Jacob G-W comments on Deep Causal Transcoding: A Framework for Mechanistically Eliciting Latent Behaviors in Language Models

Jacob G-W Dec 4, 2024, 1:26 AM
5 points
0
Nice work! A few questions:
I’m curious if you have found any multiplicity in the output directions (what you denote as ${\to u}_{l}^{*}$ ), or if the multiplicity is only in the input directions. I would predict that there would be some multiplicity in output directions, but much less than the multiplicity in input directions for the corresponding concept.

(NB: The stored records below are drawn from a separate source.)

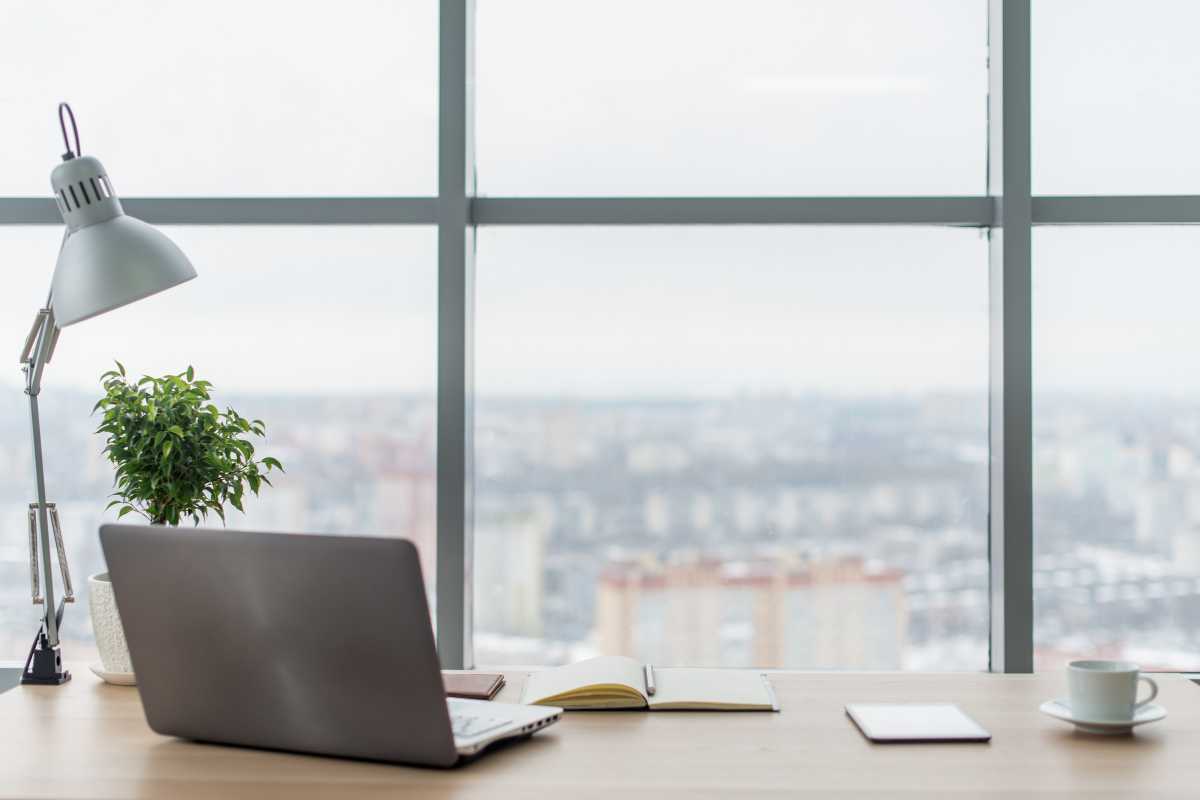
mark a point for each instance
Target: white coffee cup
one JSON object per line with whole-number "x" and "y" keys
{"x": 1107, "y": 690}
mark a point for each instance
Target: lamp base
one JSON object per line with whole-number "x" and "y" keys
{"x": 45, "y": 665}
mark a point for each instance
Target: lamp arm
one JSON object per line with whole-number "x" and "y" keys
{"x": 43, "y": 336}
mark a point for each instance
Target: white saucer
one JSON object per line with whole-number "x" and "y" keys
{"x": 1149, "y": 713}
{"x": 117, "y": 678}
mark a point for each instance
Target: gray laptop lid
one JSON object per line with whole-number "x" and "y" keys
{"x": 318, "y": 644}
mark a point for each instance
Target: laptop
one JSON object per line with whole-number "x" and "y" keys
{"x": 315, "y": 644}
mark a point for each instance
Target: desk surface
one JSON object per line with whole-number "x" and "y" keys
{"x": 103, "y": 749}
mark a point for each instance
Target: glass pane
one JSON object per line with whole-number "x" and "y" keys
{"x": 327, "y": 334}
{"x": 732, "y": 446}
{"x": 771, "y": 97}
{"x": 255, "y": 100}
{"x": 1116, "y": 445}
{"x": 1113, "y": 97}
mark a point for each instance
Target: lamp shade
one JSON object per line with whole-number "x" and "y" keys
{"x": 108, "y": 259}
{"x": 111, "y": 264}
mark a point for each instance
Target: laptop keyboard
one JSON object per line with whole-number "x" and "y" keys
{"x": 468, "y": 726}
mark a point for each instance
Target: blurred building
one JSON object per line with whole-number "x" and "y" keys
{"x": 765, "y": 613}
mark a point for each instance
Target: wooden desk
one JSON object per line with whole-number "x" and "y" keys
{"x": 103, "y": 749}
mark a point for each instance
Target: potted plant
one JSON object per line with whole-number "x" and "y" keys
{"x": 178, "y": 457}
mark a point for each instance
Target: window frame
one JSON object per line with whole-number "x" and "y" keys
{"x": 1007, "y": 212}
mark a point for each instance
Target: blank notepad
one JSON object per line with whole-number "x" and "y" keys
{"x": 912, "y": 722}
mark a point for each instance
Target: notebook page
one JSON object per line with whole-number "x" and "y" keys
{"x": 732, "y": 689}
{"x": 603, "y": 671}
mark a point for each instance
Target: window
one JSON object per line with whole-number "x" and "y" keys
{"x": 725, "y": 354}
{"x": 732, "y": 446}
{"x": 769, "y": 97}
{"x": 1111, "y": 88}
{"x": 325, "y": 332}
{"x": 226, "y": 97}
{"x": 1117, "y": 445}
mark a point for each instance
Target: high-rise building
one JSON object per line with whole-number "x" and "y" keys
{"x": 766, "y": 612}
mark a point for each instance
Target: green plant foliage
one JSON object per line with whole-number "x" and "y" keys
{"x": 177, "y": 455}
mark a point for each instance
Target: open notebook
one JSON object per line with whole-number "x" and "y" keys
{"x": 619, "y": 683}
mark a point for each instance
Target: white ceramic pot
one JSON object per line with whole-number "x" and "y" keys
{"x": 106, "y": 621}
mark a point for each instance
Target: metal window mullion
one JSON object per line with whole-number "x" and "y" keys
{"x": 456, "y": 266}
{"x": 733, "y": 210}
{"x": 1011, "y": 402}
{"x": 244, "y": 210}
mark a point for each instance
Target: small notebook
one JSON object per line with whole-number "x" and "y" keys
{"x": 619, "y": 683}
{"x": 913, "y": 722}
{"x": 473, "y": 685}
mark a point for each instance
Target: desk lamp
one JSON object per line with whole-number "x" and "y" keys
{"x": 107, "y": 260}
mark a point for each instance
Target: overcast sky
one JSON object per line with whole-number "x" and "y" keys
{"x": 615, "y": 97}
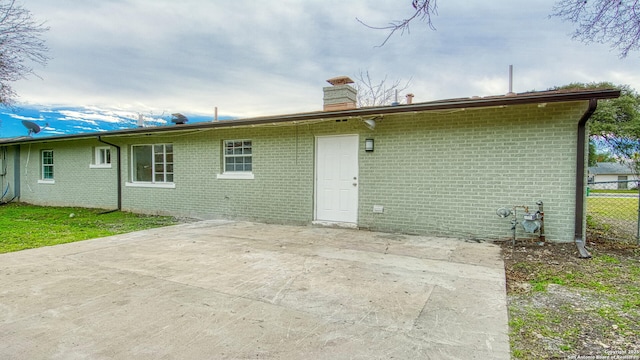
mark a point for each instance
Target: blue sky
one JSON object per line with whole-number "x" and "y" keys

Relatedly, how do you think about output directions in general? Do you think they are just upweighting/downweighting tokens? I’d imagine that their level of abstraction depends on how far from the end of the network the output layer is, which will ultimately end up determining out much of their effect is directly on the unembed v.s. indirectly through other layers.
- Andrew Mack Dec 7, 2024, 1:10 AM
  2 points
  0
  Parent
  Regarding your first question (multiplicity of $u_{ℓ}$ ‘s, as compared with $v_{ℓ}$ ’s) - I would say that a priori my intuition matched yours (that there should be less multiplicity in output directions), but that the empirical evidence is mixed:
  
  Evidence for less output vs input multiplicity: In initial experiments, I found that orthogonalizing $^U$ led to less stable optimization curves, and to subjectively less interpretable features. This suggests that there is less multiplicity in output directions. (And in fact my suggestion above in algorithms ²⁄₃ is not to orthogonalize $^U$ ).
  
  Evidence for more (or at least the same) output vs input multiplicity: Taking the $^U$ from the same DCT for which I analyzed $^V$ multiplicity, and applying the same metrics for the top $240$ vectors, I get that the average of $| ⟨ {^u}_{ℓ}, {^u}_{ℓ^{'}} ⟩ |$ is $.25$ while the value for the ${^v}_{ℓ}$ ’s was $.36$ , so that on average the output directions are less similar to each other than the input directions (with the caveat that ideally I’d do the comparison over multiple runs and compute some sort of $p$ -value). Similarly, the condition number of $^U$ for that run is $27$ , less than the condition number of $^V$ of $38$ , so that $^U$ looks “less co-linear” than $^V$ .
  
  As for how to think about output directions, my guess is that at layer $t = 20$ in a $30$ -layer model, these features are not just upweighting/downweighting tokens but are doing something more abstract. I don’t have any hard empirical evidence for this though.